Unternehme in der Zwickmühle

Diese diametral entgegen gesetzten Regelungen führen die Unternehmen in eine unangenehme Situation:

  1. Verstößt das Unternehmen gegen die von den Vereinigten Staaten erlassenen Sanktionsgesetze, droht eine empfindliche Strafe der Vereinigten Staaten bis hin zum Ausschluss vom US-Markt.
  2. Bricht das Unternehmen die Vertragsbeziehungen mit einem Vertragspartner, die einen Bezug zum Iran aufweisen, abrupt ab, droht die Gefahr, von dem Vertragspartner verklagt zu werden.
  3. Werden die deutschen und/oder europäischen Anti-Boykottregelungen nicht eingehalten, droht auch in diesem Fall ein Bußgeld.

Handlungsempfehlung

Zwar gibt es im Zusammenhang mit dem Blocking-Statute noch viele ungeklärte Fragen, etwa wie den Unternehmen nachgewiesen werden soll, dass sie ihre Geschäftsbeziehungen mit dem Iran allein aufgrund der US-Sanktionsgesetze eingestellt haben, wie streng etwaige Verstöße gegen das Blocking-Statute geahndet werden oder wer konkret die Unternehmen entschädigen soll und bis zu welcher Höhe. Zudem bleibt abzuwarten, inwieweit die deutsche Anti-Boykottklausel gem. § 7 AWV in der geltenden Fassung erhalten bleiben wird. Jedoch ist unabdingbar, dass alle betroffenen Unternehmen bereits jetzt tätig werden und die eigenen bestehenden und künftigen Geschäftsbeziehungen dahingehend überprüfen müssen, ob diese Bezüge – wenn auch nur mittelbar – sowohl mit den Vereinigten Staaten als auch dem Iran aufweisen.

Dann gilt es für die Unternehmen im Einzelfall zu entscheiden, ob das US-Geschäft oder das Iran-Geschäft den Vorzug erhalten soll. Denn mit Blick auf die zum Teil erheblichen Geldstrafen, welche die Vereinigten Staaten bereits in der Vergangenheit gegen Unternehmen, insbesondere Finanzunternehmen, wegen Verstößen gegen US-Sanktionsgesetze verhängt haben, und auf die Gefahr des Ausschlusses vom US-Markt, kann nur davon abgeraten werden, weiterhin Geschäftsbeziehungen zu beiden Staaten zu unterhalten.
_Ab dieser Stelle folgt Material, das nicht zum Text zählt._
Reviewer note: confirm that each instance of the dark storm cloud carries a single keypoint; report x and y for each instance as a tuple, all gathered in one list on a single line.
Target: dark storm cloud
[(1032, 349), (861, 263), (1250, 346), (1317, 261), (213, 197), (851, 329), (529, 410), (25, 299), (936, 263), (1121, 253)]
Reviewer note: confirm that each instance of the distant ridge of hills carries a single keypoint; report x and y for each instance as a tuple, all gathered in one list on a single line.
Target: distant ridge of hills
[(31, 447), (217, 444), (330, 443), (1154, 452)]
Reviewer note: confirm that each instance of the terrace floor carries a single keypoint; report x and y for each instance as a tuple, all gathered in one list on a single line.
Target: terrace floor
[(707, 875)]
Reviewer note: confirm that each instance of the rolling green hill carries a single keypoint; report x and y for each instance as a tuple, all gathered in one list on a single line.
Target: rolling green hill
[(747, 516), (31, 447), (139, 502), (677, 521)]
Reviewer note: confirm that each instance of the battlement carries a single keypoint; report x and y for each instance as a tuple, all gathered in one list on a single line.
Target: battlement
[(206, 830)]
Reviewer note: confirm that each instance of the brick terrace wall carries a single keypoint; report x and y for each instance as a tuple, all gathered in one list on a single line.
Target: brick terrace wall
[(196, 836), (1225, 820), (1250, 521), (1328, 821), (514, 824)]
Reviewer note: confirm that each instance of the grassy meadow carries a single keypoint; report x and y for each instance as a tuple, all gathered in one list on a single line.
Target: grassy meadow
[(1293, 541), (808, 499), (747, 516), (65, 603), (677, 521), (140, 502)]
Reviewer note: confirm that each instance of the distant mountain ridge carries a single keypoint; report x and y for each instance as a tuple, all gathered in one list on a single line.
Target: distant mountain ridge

Eine erste Tendenz geht in Richtung Rückzug aus dem Iran-Geschäft, wie sowohl die Entscheidungen einiger großer Finanzinstitute als auch international tätiger Unternehmen wie etwa Hapag-Lloyd oder CMA-CGM gezeigt haben. Selbst die Bundesbank und die Europäische Investitionsbank überprüfen derzeit die Aufrechterhaltung der Geschäftsbeziehungen zum Iran.